EE: The major limitation is the cost. Sequencing and assembling a genome well with long reads costs about $10,000, compared with about $1,000 with short reads. Most insurance companies are not going to pay for long-read sequencing. There’s also the issue of throughput. Since it started in 2016, the SPARK project has aimed to look at 50,000 families using exome sequences, which capture only the protein-coding regions of the genome. In that same time, we could look at just 50 families with long-read whole-genome sequencing. [SPARK is funded by the Simons Foundation, Spectrum’s parent organization.]
But costs always come down with time. I think that long reads will replace short reads in 10 years. I think every family deserves to have their genomes fully sequenced and characterized, to help them make decisions such as what the best care for their children should be. We just have to get the technology to a cost-effective point.
S: The newly sequenced parts of the genome often contain highly repetitive DNA. Autism has been linked to the presence of such repetitive regions. What might these new regions tell us about autism?
EE: The short answer is we don’t know yet. But there is evidence that those regions are very relevant to autism. Two common genetic causes of autism include duplications on chromosome 15q, which account for about 1.5 percent of autism cases, and deletions on 16p11.2, which account for just under 1 percent of autism cases. We know that repetitive regions are hotspots for chromosomal damage that can lead to deletions and duplications, but they weren’t precisely mapped. Now we can precisely map these regions of genomic instability and gain insights on how breaks occur there and potentially lead to autism.
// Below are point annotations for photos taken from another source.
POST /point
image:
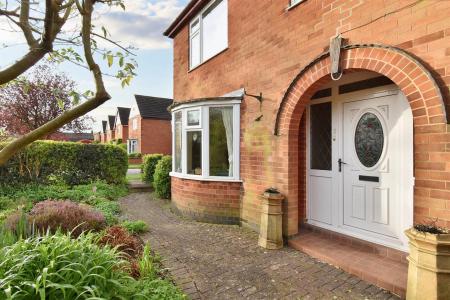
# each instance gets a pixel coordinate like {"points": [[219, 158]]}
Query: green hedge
{"points": [[149, 165], [162, 178], [65, 162]]}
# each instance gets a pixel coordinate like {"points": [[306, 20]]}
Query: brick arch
{"points": [[410, 75], [407, 72]]}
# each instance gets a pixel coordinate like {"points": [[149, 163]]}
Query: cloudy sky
{"points": [[140, 25]]}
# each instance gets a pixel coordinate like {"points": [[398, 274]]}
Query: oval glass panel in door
{"points": [[369, 140]]}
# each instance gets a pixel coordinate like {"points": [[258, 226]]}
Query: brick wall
{"points": [[103, 138], [154, 136], [268, 46], [207, 201], [121, 132]]}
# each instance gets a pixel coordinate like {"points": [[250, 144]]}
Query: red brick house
{"points": [[149, 129], [110, 130], [355, 135], [98, 136], [103, 133], [121, 124]]}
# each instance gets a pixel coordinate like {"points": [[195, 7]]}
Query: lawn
{"points": [[134, 166]]}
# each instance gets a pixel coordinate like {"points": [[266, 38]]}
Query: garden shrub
{"points": [[135, 227], [64, 215], [109, 209], [149, 163], [118, 237], [162, 178], [81, 193], [134, 155], [124, 146], [60, 267], [65, 162]]}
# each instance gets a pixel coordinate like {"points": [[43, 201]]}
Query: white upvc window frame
{"points": [[199, 32], [131, 146], [204, 128]]}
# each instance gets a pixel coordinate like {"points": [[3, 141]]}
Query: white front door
{"points": [[371, 165], [360, 165]]}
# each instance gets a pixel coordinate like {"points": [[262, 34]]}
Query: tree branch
{"points": [[67, 117], [52, 26], [24, 22], [100, 97]]}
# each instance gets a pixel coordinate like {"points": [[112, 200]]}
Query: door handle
{"points": [[340, 163]]}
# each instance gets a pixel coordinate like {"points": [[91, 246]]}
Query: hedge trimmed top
{"points": [[65, 162]]}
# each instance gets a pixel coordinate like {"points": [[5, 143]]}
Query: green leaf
{"points": [[60, 103], [105, 33], [110, 59]]}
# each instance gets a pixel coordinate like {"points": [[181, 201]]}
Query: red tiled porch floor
{"points": [[386, 270]]}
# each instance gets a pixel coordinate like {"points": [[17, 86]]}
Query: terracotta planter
{"points": [[429, 266], [271, 232]]}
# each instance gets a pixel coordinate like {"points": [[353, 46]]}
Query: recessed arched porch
{"points": [[422, 99]]}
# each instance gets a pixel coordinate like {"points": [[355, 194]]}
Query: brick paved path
{"points": [[224, 262]]}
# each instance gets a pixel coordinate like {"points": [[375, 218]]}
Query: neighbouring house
{"points": [[353, 129], [75, 136], [110, 130], [98, 136], [121, 124], [104, 131], [149, 129]]}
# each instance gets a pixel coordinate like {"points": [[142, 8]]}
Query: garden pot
{"points": [[429, 266], [270, 232]]}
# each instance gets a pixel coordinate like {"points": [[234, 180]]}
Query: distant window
{"points": [[294, 2], [132, 146], [209, 32]]}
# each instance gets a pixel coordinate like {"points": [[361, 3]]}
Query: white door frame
{"points": [[337, 102]]}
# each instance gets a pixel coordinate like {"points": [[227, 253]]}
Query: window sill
{"points": [[201, 178], [212, 57], [294, 5]]}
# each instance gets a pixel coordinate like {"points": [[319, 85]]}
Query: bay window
{"points": [[206, 140], [208, 34]]}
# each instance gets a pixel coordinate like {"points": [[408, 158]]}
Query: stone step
{"points": [[139, 187], [357, 259]]}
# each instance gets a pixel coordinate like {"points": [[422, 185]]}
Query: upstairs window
{"points": [[209, 32]]}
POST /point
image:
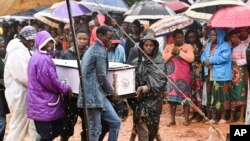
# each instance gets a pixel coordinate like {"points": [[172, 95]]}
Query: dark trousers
{"points": [[48, 130], [2, 127], [71, 114]]}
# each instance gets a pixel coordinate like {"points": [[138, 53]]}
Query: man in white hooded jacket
{"points": [[16, 80]]}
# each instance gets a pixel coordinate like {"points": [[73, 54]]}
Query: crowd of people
{"points": [[205, 65]]}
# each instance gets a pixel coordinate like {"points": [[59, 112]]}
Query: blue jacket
{"points": [[221, 58], [94, 70], [117, 55]]}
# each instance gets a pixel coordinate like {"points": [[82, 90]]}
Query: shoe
{"points": [[186, 123], [222, 121], [171, 123], [212, 121]]}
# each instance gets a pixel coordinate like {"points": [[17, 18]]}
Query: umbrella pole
{"points": [[80, 71]]}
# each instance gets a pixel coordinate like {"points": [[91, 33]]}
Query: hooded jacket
{"points": [[93, 36], [148, 106], [44, 87], [221, 58]]}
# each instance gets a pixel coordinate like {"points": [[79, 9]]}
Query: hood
{"points": [[220, 35], [101, 19], [15, 44], [152, 38], [42, 38]]}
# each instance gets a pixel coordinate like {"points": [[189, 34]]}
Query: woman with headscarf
{"points": [[217, 59], [192, 38], [178, 57], [238, 86], [150, 84], [44, 104]]}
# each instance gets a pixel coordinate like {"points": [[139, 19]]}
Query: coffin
{"points": [[122, 75]]}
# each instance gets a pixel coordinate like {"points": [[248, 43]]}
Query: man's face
{"points": [[2, 51], [191, 38], [235, 40], [243, 33], [29, 44], [179, 39], [82, 40], [106, 39], [148, 47]]}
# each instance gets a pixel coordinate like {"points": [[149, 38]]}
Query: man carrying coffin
{"points": [[70, 103], [97, 87]]}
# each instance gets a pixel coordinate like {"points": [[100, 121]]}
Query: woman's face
{"points": [[235, 40], [149, 47], [213, 36], [191, 38], [179, 39], [49, 46]]}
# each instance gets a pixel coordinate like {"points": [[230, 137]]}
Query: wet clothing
{"points": [[148, 106], [16, 82], [44, 104], [96, 87], [70, 104], [220, 57], [179, 72]]}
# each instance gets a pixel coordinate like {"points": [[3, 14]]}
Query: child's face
{"points": [[235, 40]]}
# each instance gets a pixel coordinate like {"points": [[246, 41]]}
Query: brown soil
{"points": [[193, 132]]}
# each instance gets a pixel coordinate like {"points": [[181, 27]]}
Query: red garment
{"points": [[101, 20]]}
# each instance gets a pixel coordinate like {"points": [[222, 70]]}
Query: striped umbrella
{"points": [[148, 10], [169, 24], [204, 9], [9, 7]]}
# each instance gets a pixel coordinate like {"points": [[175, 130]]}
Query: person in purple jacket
{"points": [[44, 103]]}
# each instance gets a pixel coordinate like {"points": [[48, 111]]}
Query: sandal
{"points": [[171, 123], [186, 123]]}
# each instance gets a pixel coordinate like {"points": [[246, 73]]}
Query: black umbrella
{"points": [[79, 69], [148, 10]]}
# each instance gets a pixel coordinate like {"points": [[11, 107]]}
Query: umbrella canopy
{"points": [[149, 10], [77, 9], [176, 5], [204, 9], [169, 24], [237, 16], [248, 2], [9, 7], [108, 5], [46, 17]]}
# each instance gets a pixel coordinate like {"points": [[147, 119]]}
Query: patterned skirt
{"points": [[218, 95], [238, 86]]}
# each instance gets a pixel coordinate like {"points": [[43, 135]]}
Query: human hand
{"points": [[206, 63], [176, 51], [139, 91], [115, 96]]}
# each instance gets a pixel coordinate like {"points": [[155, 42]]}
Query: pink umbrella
{"points": [[237, 16], [248, 2], [77, 9], [177, 6]]}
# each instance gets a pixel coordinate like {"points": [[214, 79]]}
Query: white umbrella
{"points": [[9, 7], [204, 9]]}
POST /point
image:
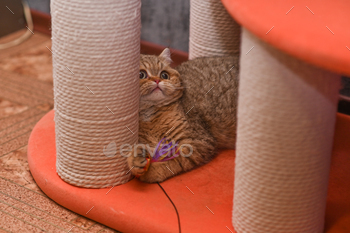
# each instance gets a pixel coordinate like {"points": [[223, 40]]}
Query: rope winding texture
{"points": [[96, 51], [213, 32], [286, 119]]}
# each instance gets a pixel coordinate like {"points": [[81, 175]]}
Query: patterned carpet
{"points": [[26, 94]]}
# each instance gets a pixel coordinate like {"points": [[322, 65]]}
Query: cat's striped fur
{"points": [[195, 106]]}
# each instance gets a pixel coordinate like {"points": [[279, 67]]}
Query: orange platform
{"points": [[316, 32], [203, 197]]}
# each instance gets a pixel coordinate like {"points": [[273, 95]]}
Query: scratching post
{"points": [[286, 119], [96, 47], [212, 30]]}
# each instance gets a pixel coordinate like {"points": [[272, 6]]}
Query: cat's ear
{"points": [[166, 56]]}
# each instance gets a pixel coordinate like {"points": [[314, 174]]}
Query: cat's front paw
{"points": [[138, 162]]}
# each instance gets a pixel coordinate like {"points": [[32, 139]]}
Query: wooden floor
{"points": [[26, 94]]}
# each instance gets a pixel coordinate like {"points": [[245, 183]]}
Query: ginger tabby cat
{"points": [[193, 105]]}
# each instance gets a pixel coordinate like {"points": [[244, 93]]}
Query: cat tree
{"points": [[286, 124], [95, 71], [286, 118]]}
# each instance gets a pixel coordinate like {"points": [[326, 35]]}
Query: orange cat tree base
{"points": [[203, 197]]}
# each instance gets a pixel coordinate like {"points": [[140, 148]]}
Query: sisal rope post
{"points": [[96, 51], [213, 32], [286, 119]]}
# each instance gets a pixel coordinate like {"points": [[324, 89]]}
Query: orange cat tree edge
{"points": [[311, 31], [203, 197], [137, 206]]}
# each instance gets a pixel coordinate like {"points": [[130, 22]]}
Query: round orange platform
{"points": [[315, 32], [203, 197]]}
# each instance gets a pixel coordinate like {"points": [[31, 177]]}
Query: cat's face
{"points": [[159, 83]]}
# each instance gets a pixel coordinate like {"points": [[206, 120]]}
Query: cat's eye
{"points": [[164, 75], [143, 74]]}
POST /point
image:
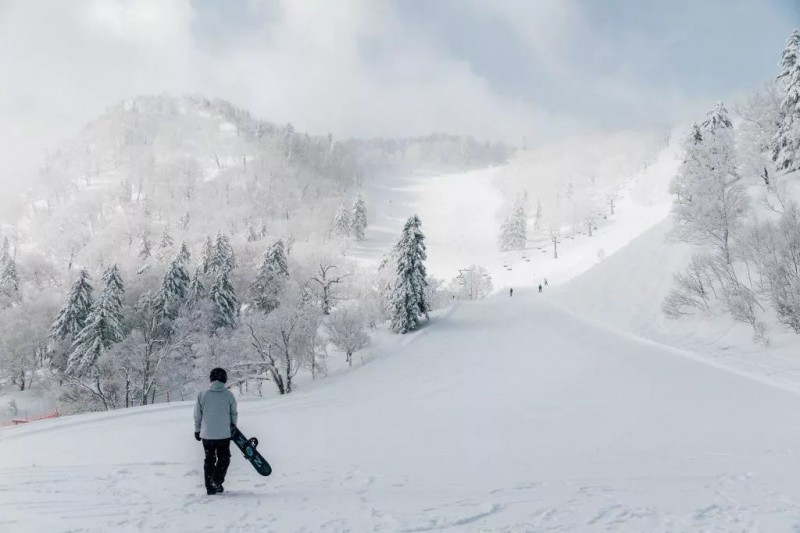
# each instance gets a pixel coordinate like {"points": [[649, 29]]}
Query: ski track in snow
{"points": [[584, 430]]}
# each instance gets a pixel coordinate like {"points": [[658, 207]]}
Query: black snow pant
{"points": [[218, 458]]}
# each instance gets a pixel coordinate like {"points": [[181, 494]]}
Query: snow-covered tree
{"points": [[166, 241], [472, 283], [709, 202], [408, 301], [224, 301], [265, 291], [223, 258], [554, 234], [346, 329], [72, 316], [358, 218], [104, 325], [342, 224], [325, 279], [196, 291], [5, 251], [285, 340], [786, 148], [9, 283], [145, 246], [761, 116], [514, 231], [207, 256], [174, 287]]}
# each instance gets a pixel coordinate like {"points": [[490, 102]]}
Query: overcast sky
{"points": [[496, 69]]}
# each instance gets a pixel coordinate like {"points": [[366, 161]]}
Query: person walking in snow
{"points": [[215, 415]]}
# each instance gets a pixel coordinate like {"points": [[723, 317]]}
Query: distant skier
{"points": [[215, 414]]}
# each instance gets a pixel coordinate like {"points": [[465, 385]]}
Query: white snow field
{"points": [[541, 412], [503, 415]]}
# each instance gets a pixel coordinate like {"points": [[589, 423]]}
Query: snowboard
{"points": [[248, 448]]}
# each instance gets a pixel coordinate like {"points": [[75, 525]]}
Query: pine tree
{"points": [[223, 297], [786, 148], [709, 201], [409, 303], [197, 290], [514, 231], [207, 256], [103, 328], [223, 254], [145, 247], [265, 290], [716, 119], [183, 254], [174, 287], [341, 225], [166, 241], [9, 280], [72, 316], [252, 236], [5, 251], [358, 218]]}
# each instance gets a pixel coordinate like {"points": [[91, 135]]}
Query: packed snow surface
{"points": [[508, 414], [561, 411]]}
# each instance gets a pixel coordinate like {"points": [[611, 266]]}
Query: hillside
{"points": [[535, 420]]}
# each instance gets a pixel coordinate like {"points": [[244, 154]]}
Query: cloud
{"points": [[499, 69], [351, 68]]}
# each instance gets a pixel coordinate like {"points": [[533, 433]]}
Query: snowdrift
{"points": [[510, 414]]}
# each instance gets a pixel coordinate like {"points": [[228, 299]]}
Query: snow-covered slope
{"points": [[625, 292], [462, 212], [503, 415]]}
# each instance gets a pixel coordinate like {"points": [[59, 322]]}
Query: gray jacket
{"points": [[215, 412]]}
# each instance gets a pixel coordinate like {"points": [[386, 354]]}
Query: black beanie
{"points": [[219, 374]]}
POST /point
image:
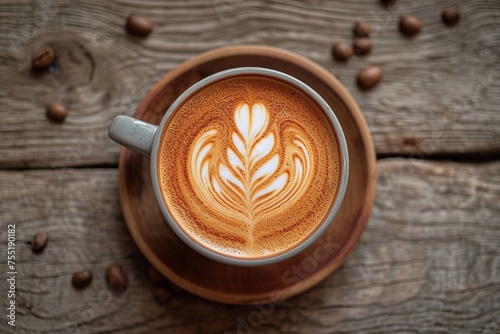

S: Does anything else come to mind with this new work?
EE: One thing that’s still a puzzle is that the same genetic variation strongly linked with autism can have very different outcomes in one kid versus another. Some children may be mildly affected, whereas others may be severely affected. I don’t think the odyssey of this work ends with finding the primary genetic causes of autism. We need to understand the background in which these variations lie — the way they interact with other genetic variation — to understand their true outcome.
Another thing I have reflected on more recently is how most of the innovations we see with this new project were driven by scientists a full generation younger than me. I think that bodes well for the future, to have so many young people interested in solving these difficult problems. The future of human genetics research is in good hands.